The Role of the Coach
The roles that a Coach undertakes are many and varied. In many ways it is much
more than just teaching the techniques and tactics associated with Gaelic
games. Throughout the sporting year a Coach may be called upon to be an
advisor, assessor, chauffeur, demonstrator, friend, fact finder, fountain of
knowledge, mentor, motivator, organiser, planner and supporter.
Here is a brief summary of some of the roles a Coach may undertake:
Analyser and Advisor – Analysing a player’s performance in training and games and advising on the needs to improve an area of their game, providing appropriate drills and games.
Chauffeur – Transporting them to training or games if parents or family are unavailable to take them.
Demonstrator – The ability to demonstrate the skill that you want the players to perform is not always necessary. You do not need to have played Gaelic games to become a Coach. Good Coaches have the ability to communicate to players how to perform the skill
Friend – Over the years of working with a team and individual players a personal relationship is built up where as well as providing coaching advice you also become someone who they can discuss their problems or share their success with. The Coach must keep personal information confidential otherwise the respect the player had for you as a friend and Coach will be lost.
Fact finder – Gathering information on your own players and opponents and to keep up to date with current training techniques.
Fountain of Knowledge – A Coach will often be asked questions on diet, different types of training, sports injuries and topics often unrelated to Gaelic games.
Leader – Have a vision of what needs to be done, in each session, and throughout the year. The good Coach is firm, fair and flexible, and prepared to learn as well as coach.
Mentor – Any players attending training sessions are under your care, with responsibility to their parents and family for ensuring that they are safe and secure. It is important to get prior information on any health issues they may have, and ensure that the training/playing area is as safe as possible. A good Coach should also support players should they have any problems or sustain any injuries.

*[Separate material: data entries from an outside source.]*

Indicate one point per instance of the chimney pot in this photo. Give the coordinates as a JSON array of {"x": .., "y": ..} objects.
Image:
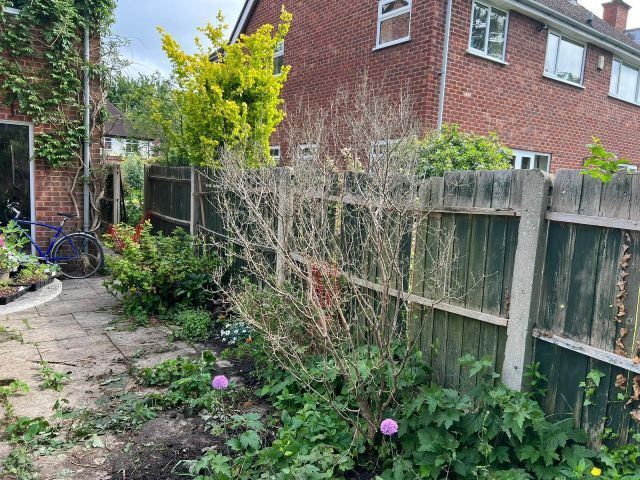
[{"x": 615, "y": 13}]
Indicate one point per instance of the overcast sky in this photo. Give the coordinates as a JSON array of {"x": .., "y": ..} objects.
[{"x": 137, "y": 20}]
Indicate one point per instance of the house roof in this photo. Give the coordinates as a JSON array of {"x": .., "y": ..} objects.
[
  {"x": 117, "y": 126},
  {"x": 574, "y": 12},
  {"x": 584, "y": 16},
  {"x": 634, "y": 34}
]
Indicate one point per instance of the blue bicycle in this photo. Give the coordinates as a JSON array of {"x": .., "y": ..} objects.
[{"x": 78, "y": 254}]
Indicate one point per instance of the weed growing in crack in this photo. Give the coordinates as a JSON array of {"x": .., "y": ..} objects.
[{"x": 52, "y": 379}]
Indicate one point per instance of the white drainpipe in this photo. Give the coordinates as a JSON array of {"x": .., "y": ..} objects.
[
  {"x": 445, "y": 61},
  {"x": 86, "y": 159}
]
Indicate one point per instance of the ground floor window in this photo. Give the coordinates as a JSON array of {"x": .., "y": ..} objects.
[
  {"x": 525, "y": 160},
  {"x": 15, "y": 165}
]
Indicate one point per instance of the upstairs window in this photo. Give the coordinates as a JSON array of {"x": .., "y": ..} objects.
[
  {"x": 565, "y": 59},
  {"x": 274, "y": 152},
  {"x": 524, "y": 160},
  {"x": 488, "y": 31},
  {"x": 278, "y": 59},
  {"x": 394, "y": 22},
  {"x": 625, "y": 82},
  {"x": 307, "y": 152}
]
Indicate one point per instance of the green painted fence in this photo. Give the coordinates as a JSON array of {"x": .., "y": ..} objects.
[{"x": 540, "y": 268}]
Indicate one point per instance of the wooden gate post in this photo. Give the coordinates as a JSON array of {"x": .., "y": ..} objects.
[
  {"x": 527, "y": 276},
  {"x": 117, "y": 194}
]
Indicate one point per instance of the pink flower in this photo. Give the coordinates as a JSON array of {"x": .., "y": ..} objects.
[
  {"x": 220, "y": 382},
  {"x": 389, "y": 427}
]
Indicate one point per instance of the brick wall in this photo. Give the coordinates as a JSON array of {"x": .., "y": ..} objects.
[
  {"x": 52, "y": 185},
  {"x": 331, "y": 44}
]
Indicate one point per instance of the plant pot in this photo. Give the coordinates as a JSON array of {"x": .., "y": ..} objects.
[
  {"x": 40, "y": 284},
  {"x": 14, "y": 296}
]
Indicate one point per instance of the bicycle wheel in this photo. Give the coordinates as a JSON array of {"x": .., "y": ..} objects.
[{"x": 79, "y": 255}]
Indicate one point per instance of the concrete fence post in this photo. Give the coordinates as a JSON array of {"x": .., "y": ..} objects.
[
  {"x": 117, "y": 194},
  {"x": 527, "y": 276},
  {"x": 192, "y": 204},
  {"x": 284, "y": 221}
]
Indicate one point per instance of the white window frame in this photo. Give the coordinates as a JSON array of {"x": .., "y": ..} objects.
[
  {"x": 518, "y": 154},
  {"x": 553, "y": 75},
  {"x": 628, "y": 169},
  {"x": 615, "y": 94},
  {"x": 271, "y": 154},
  {"x": 387, "y": 16},
  {"x": 307, "y": 157},
  {"x": 279, "y": 53},
  {"x": 483, "y": 53}
]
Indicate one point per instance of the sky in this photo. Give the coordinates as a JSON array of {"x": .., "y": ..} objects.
[{"x": 137, "y": 20}]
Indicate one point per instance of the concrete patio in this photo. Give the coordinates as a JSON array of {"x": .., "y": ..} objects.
[{"x": 79, "y": 332}]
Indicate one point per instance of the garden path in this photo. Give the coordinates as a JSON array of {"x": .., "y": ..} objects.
[{"x": 81, "y": 333}]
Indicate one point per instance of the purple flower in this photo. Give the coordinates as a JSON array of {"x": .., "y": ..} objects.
[
  {"x": 389, "y": 427},
  {"x": 220, "y": 382}
]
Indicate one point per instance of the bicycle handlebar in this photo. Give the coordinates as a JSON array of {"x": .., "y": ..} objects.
[{"x": 13, "y": 207}]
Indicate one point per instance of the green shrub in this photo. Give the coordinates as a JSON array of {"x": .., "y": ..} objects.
[
  {"x": 195, "y": 324},
  {"x": 156, "y": 274},
  {"x": 451, "y": 149}
]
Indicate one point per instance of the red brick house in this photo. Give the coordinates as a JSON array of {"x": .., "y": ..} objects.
[
  {"x": 41, "y": 190},
  {"x": 546, "y": 75}
]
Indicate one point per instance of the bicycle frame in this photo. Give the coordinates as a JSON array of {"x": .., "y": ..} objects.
[{"x": 46, "y": 256}]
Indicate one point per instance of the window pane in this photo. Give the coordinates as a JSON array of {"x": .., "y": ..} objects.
[
  {"x": 278, "y": 62},
  {"x": 395, "y": 28},
  {"x": 570, "y": 57},
  {"x": 615, "y": 76},
  {"x": 479, "y": 26},
  {"x": 15, "y": 168},
  {"x": 552, "y": 53},
  {"x": 497, "y": 32},
  {"x": 394, "y": 5},
  {"x": 542, "y": 162},
  {"x": 628, "y": 85}
]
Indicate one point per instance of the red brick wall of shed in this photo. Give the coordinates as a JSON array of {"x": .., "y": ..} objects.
[
  {"x": 52, "y": 185},
  {"x": 330, "y": 46}
]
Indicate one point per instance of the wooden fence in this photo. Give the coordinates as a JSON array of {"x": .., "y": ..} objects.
[{"x": 548, "y": 269}]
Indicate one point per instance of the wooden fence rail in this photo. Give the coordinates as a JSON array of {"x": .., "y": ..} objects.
[{"x": 548, "y": 269}]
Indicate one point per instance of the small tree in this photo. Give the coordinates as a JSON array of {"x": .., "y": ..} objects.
[
  {"x": 451, "y": 149},
  {"x": 227, "y": 93}
]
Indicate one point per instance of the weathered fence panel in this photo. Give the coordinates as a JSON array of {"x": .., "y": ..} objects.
[
  {"x": 167, "y": 197},
  {"x": 588, "y": 317},
  {"x": 514, "y": 266}
]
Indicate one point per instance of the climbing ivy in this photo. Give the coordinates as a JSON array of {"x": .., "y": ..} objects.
[{"x": 41, "y": 68}]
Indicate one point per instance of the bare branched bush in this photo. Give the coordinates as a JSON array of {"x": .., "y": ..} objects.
[{"x": 328, "y": 245}]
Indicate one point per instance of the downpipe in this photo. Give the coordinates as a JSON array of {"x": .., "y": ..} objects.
[
  {"x": 445, "y": 63},
  {"x": 86, "y": 157}
]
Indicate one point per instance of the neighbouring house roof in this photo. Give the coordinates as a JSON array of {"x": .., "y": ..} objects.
[
  {"x": 582, "y": 15},
  {"x": 117, "y": 126},
  {"x": 574, "y": 14}
]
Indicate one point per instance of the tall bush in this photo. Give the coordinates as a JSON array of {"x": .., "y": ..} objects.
[{"x": 451, "y": 149}]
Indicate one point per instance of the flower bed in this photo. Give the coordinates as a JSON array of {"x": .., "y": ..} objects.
[{"x": 20, "y": 272}]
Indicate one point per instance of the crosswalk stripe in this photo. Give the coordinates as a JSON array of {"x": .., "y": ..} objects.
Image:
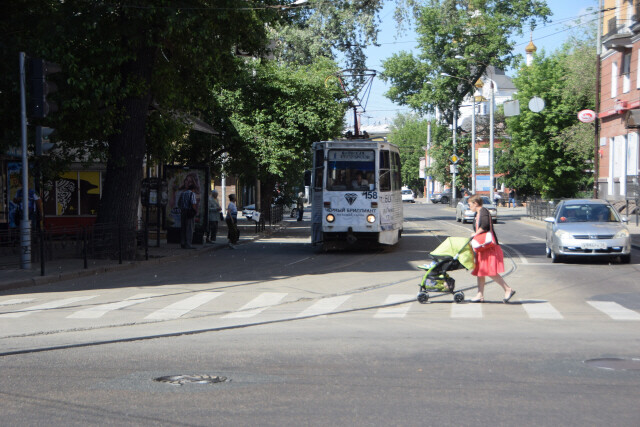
[
  {"x": 47, "y": 306},
  {"x": 541, "y": 309},
  {"x": 257, "y": 305},
  {"x": 466, "y": 311},
  {"x": 101, "y": 310},
  {"x": 16, "y": 301},
  {"x": 182, "y": 307},
  {"x": 398, "y": 310},
  {"x": 614, "y": 310},
  {"x": 324, "y": 306}
]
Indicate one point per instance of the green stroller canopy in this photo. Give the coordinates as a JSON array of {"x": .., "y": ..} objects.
[{"x": 454, "y": 245}]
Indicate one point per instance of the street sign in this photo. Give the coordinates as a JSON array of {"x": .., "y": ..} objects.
[
  {"x": 587, "y": 116},
  {"x": 536, "y": 104}
]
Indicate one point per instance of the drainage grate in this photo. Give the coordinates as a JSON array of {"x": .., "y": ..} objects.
[
  {"x": 615, "y": 364},
  {"x": 191, "y": 379}
]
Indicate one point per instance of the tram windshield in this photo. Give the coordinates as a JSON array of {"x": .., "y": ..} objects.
[{"x": 351, "y": 170}]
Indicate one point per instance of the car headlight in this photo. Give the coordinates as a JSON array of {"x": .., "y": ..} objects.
[
  {"x": 562, "y": 234},
  {"x": 621, "y": 234}
]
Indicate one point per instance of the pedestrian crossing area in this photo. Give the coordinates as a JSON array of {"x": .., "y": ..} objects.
[{"x": 158, "y": 307}]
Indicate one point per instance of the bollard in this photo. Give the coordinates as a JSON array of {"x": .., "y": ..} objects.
[{"x": 84, "y": 247}]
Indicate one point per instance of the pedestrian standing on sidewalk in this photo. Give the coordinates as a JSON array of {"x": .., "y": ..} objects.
[
  {"x": 300, "y": 205},
  {"x": 490, "y": 261},
  {"x": 232, "y": 221},
  {"x": 214, "y": 216},
  {"x": 188, "y": 210}
]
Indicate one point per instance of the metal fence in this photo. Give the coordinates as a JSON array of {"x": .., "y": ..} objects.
[{"x": 104, "y": 241}]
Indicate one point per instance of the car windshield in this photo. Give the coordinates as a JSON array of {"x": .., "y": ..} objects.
[
  {"x": 485, "y": 201},
  {"x": 587, "y": 213}
]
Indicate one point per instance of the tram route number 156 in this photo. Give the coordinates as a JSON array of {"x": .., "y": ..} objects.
[{"x": 370, "y": 194}]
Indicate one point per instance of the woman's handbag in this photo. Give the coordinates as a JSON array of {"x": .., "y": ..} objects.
[{"x": 483, "y": 241}]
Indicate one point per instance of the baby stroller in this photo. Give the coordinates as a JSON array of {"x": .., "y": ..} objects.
[{"x": 452, "y": 254}]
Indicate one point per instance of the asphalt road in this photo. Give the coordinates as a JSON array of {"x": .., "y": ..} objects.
[{"x": 311, "y": 338}]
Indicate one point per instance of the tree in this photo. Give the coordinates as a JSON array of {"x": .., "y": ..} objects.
[
  {"x": 457, "y": 37},
  {"x": 549, "y": 151}
]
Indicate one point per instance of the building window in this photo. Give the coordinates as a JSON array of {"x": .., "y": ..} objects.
[
  {"x": 614, "y": 79},
  {"x": 626, "y": 72}
]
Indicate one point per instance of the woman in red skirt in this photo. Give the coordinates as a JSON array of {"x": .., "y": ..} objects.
[{"x": 489, "y": 262}]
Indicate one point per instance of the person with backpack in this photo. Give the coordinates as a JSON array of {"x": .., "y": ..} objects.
[
  {"x": 34, "y": 206},
  {"x": 232, "y": 221},
  {"x": 188, "y": 210}
]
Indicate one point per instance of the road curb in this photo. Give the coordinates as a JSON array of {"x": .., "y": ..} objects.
[{"x": 92, "y": 271}]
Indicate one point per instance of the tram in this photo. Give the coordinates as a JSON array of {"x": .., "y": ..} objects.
[{"x": 356, "y": 192}]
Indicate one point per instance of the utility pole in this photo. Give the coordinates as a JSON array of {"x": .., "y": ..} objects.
[
  {"x": 596, "y": 142},
  {"x": 25, "y": 225}
]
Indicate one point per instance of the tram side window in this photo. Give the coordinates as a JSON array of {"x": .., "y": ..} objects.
[
  {"x": 396, "y": 179},
  {"x": 318, "y": 170},
  {"x": 385, "y": 171}
]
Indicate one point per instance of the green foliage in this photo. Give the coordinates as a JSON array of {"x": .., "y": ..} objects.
[
  {"x": 549, "y": 151},
  {"x": 478, "y": 31},
  {"x": 409, "y": 133},
  {"x": 281, "y": 110}
]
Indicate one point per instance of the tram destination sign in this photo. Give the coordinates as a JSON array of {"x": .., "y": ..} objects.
[{"x": 351, "y": 155}]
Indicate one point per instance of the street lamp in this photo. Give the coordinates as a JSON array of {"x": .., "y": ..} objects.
[
  {"x": 478, "y": 85},
  {"x": 491, "y": 119}
]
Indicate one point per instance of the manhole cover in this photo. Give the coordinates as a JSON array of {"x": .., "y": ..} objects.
[
  {"x": 615, "y": 364},
  {"x": 191, "y": 379}
]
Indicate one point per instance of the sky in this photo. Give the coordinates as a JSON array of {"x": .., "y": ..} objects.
[{"x": 380, "y": 110}]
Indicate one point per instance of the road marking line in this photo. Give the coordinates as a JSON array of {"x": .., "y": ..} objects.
[
  {"x": 16, "y": 301},
  {"x": 47, "y": 306},
  {"x": 324, "y": 306},
  {"x": 260, "y": 303},
  {"x": 295, "y": 262},
  {"x": 182, "y": 307},
  {"x": 614, "y": 310},
  {"x": 466, "y": 311},
  {"x": 540, "y": 309},
  {"x": 101, "y": 310},
  {"x": 395, "y": 311}
]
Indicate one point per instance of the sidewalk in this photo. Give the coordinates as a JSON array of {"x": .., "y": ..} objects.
[{"x": 70, "y": 268}]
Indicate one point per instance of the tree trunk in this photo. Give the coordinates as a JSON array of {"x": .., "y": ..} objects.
[{"x": 127, "y": 147}]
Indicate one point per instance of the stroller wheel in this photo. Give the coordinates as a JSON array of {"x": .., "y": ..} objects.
[
  {"x": 423, "y": 297},
  {"x": 451, "y": 283},
  {"x": 458, "y": 297}
]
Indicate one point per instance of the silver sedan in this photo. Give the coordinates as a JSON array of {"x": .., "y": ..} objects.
[
  {"x": 464, "y": 214},
  {"x": 587, "y": 228}
]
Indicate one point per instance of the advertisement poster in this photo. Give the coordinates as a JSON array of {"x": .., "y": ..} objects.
[{"x": 178, "y": 180}]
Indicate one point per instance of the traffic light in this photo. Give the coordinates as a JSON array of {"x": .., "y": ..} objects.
[
  {"x": 42, "y": 140},
  {"x": 39, "y": 69}
]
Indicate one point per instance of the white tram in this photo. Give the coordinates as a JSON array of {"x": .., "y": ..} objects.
[{"x": 356, "y": 192}]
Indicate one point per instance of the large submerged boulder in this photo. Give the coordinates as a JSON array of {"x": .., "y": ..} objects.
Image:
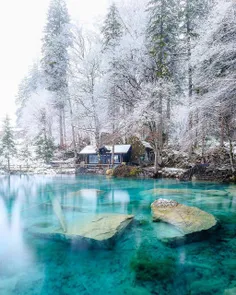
[
  {"x": 188, "y": 220},
  {"x": 102, "y": 231}
]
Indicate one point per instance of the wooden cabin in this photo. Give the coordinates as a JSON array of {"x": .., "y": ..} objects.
[{"x": 90, "y": 155}]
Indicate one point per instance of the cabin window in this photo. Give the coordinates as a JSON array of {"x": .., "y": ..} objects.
[
  {"x": 117, "y": 158},
  {"x": 93, "y": 159}
]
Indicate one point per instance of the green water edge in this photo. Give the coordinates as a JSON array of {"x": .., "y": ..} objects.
[{"x": 139, "y": 263}]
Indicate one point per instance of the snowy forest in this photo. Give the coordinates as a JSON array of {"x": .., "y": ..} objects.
[{"x": 162, "y": 71}]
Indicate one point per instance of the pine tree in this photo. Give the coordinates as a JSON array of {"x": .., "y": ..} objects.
[
  {"x": 112, "y": 32},
  {"x": 112, "y": 28},
  {"x": 29, "y": 85},
  {"x": 162, "y": 33},
  {"x": 162, "y": 38},
  {"x": 56, "y": 41},
  {"x": 45, "y": 147},
  {"x": 7, "y": 143}
]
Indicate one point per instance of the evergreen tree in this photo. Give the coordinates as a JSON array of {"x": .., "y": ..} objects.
[
  {"x": 162, "y": 34},
  {"x": 45, "y": 147},
  {"x": 112, "y": 32},
  {"x": 162, "y": 38},
  {"x": 29, "y": 85},
  {"x": 56, "y": 41},
  {"x": 112, "y": 28},
  {"x": 7, "y": 143}
]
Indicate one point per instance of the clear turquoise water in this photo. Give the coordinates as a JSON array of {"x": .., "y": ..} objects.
[{"x": 34, "y": 265}]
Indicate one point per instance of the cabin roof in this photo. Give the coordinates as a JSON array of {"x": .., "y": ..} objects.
[
  {"x": 119, "y": 149},
  {"x": 146, "y": 144}
]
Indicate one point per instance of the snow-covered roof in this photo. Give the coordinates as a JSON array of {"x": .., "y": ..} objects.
[
  {"x": 119, "y": 149},
  {"x": 146, "y": 144}
]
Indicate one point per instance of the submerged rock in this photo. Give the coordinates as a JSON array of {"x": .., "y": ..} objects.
[
  {"x": 102, "y": 231},
  {"x": 187, "y": 219},
  {"x": 166, "y": 191},
  {"x": 212, "y": 192},
  {"x": 87, "y": 191},
  {"x": 231, "y": 291}
]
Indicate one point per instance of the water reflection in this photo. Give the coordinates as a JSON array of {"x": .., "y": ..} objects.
[{"x": 36, "y": 263}]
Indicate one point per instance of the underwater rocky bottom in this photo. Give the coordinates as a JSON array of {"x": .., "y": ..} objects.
[{"x": 138, "y": 263}]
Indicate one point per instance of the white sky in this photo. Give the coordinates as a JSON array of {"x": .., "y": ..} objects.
[{"x": 21, "y": 26}]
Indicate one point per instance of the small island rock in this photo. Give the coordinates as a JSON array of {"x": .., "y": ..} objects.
[{"x": 187, "y": 219}]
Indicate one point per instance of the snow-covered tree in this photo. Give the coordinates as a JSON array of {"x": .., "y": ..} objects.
[
  {"x": 8, "y": 148},
  {"x": 44, "y": 148},
  {"x": 86, "y": 85},
  {"x": 56, "y": 41},
  {"x": 214, "y": 59}
]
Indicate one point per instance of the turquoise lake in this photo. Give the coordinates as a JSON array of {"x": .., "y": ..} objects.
[{"x": 139, "y": 263}]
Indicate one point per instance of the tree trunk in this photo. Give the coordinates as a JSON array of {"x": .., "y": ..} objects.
[
  {"x": 157, "y": 159},
  {"x": 113, "y": 154},
  {"x": 231, "y": 154},
  {"x": 73, "y": 131},
  {"x": 221, "y": 131},
  {"x": 190, "y": 79},
  {"x": 61, "y": 127},
  {"x": 64, "y": 127},
  {"x": 8, "y": 164}
]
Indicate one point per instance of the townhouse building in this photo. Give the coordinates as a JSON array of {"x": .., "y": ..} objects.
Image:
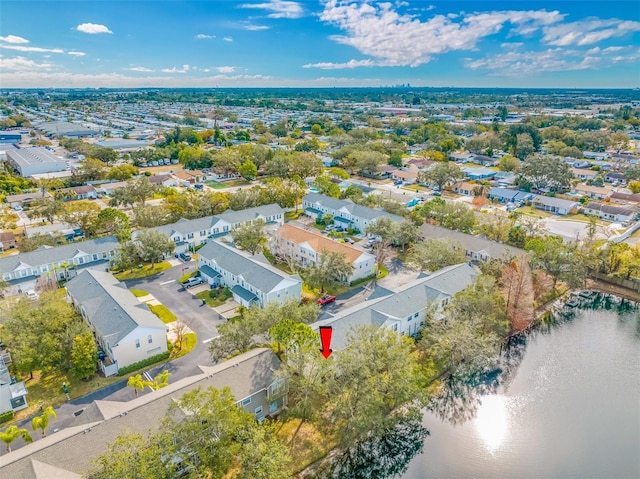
[
  {"x": 251, "y": 279},
  {"x": 126, "y": 331}
]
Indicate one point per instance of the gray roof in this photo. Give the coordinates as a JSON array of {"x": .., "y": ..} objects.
[
  {"x": 406, "y": 301},
  {"x": 241, "y": 216},
  {"x": 471, "y": 243},
  {"x": 27, "y": 156},
  {"x": 261, "y": 276},
  {"x": 73, "y": 449},
  {"x": 110, "y": 306},
  {"x": 610, "y": 209},
  {"x": 48, "y": 255},
  {"x": 554, "y": 202},
  {"x": 353, "y": 209}
]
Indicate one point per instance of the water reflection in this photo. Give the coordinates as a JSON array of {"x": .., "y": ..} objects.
[{"x": 491, "y": 421}]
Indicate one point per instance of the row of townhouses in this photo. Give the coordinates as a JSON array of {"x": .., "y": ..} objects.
[
  {"x": 345, "y": 212},
  {"x": 125, "y": 330},
  {"x": 70, "y": 453}
]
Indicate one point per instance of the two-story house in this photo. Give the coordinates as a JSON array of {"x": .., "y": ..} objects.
[
  {"x": 251, "y": 279},
  {"x": 125, "y": 329},
  {"x": 344, "y": 212},
  {"x": 58, "y": 262},
  {"x": 307, "y": 247},
  {"x": 187, "y": 234},
  {"x": 404, "y": 310}
]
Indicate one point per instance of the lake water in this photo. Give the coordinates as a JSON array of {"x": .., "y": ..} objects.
[{"x": 571, "y": 410}]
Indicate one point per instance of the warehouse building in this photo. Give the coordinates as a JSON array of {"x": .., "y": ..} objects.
[{"x": 33, "y": 161}]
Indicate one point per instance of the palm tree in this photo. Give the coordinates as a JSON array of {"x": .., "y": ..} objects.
[
  {"x": 12, "y": 433},
  {"x": 41, "y": 422},
  {"x": 137, "y": 383}
]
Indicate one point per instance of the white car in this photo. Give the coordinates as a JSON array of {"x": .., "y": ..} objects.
[{"x": 32, "y": 295}]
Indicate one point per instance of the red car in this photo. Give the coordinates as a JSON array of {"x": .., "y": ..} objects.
[{"x": 326, "y": 299}]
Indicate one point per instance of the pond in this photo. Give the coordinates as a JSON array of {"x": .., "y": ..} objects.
[{"x": 568, "y": 408}]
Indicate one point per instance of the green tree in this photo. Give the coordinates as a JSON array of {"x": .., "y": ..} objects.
[
  {"x": 249, "y": 236},
  {"x": 42, "y": 421},
  {"x": 543, "y": 171},
  {"x": 248, "y": 170},
  {"x": 153, "y": 246},
  {"x": 331, "y": 269},
  {"x": 376, "y": 383},
  {"x": 435, "y": 254},
  {"x": 12, "y": 433},
  {"x": 138, "y": 383},
  {"x": 84, "y": 356},
  {"x": 83, "y": 215},
  {"x": 442, "y": 174}
]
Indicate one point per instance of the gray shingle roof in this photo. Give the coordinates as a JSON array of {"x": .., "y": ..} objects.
[
  {"x": 44, "y": 255},
  {"x": 74, "y": 448},
  {"x": 259, "y": 275},
  {"x": 111, "y": 307},
  {"x": 404, "y": 302},
  {"x": 471, "y": 243},
  {"x": 353, "y": 209}
]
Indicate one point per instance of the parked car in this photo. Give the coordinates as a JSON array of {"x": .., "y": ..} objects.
[
  {"x": 193, "y": 281},
  {"x": 326, "y": 299},
  {"x": 32, "y": 295}
]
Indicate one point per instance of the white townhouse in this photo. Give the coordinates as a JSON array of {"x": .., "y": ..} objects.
[
  {"x": 404, "y": 310},
  {"x": 59, "y": 262},
  {"x": 125, "y": 329},
  {"x": 187, "y": 234},
  {"x": 251, "y": 279},
  {"x": 307, "y": 247},
  {"x": 345, "y": 212},
  {"x": 611, "y": 212}
]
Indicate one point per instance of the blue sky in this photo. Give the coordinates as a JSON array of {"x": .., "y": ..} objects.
[{"x": 269, "y": 43}]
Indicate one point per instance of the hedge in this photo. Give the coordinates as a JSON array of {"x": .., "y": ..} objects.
[
  {"x": 6, "y": 416},
  {"x": 141, "y": 364}
]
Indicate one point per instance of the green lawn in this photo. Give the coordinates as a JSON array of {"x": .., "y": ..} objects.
[
  {"x": 215, "y": 185},
  {"x": 138, "y": 293},
  {"x": 190, "y": 341},
  {"x": 143, "y": 272},
  {"x": 161, "y": 311},
  {"x": 218, "y": 300}
]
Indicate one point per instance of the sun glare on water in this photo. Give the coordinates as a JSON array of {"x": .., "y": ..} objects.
[{"x": 491, "y": 421}]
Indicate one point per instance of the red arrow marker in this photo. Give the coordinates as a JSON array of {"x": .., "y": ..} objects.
[{"x": 325, "y": 340}]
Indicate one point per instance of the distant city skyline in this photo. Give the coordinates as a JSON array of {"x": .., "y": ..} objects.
[{"x": 328, "y": 43}]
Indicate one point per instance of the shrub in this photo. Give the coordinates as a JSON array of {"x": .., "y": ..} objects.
[
  {"x": 6, "y": 416},
  {"x": 141, "y": 364}
]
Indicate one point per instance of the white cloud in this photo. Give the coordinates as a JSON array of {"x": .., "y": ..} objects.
[
  {"x": 278, "y": 8},
  {"x": 256, "y": 28},
  {"x": 13, "y": 39},
  {"x": 92, "y": 28},
  {"x": 339, "y": 66},
  {"x": 587, "y": 31},
  {"x": 21, "y": 48},
  {"x": 521, "y": 64},
  {"x": 184, "y": 69},
  {"x": 139, "y": 69},
  {"x": 23, "y": 64},
  {"x": 396, "y": 39}
]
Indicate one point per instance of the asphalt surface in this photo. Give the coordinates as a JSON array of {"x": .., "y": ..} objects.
[{"x": 201, "y": 319}]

Motivator – Maintain the motivation of individuals and of the team during the year.
Organiser and planner – Preparation of training plans for each player, developing team play and outlining tactics. This role incorporates the ability to organise training and games to suit players, other Coaches and the Club/School as a whole.
Supporter – Competition can be a nerve-racking experience for some players, especially the young player. Often they like the Coach to be around to help support them through the pressures.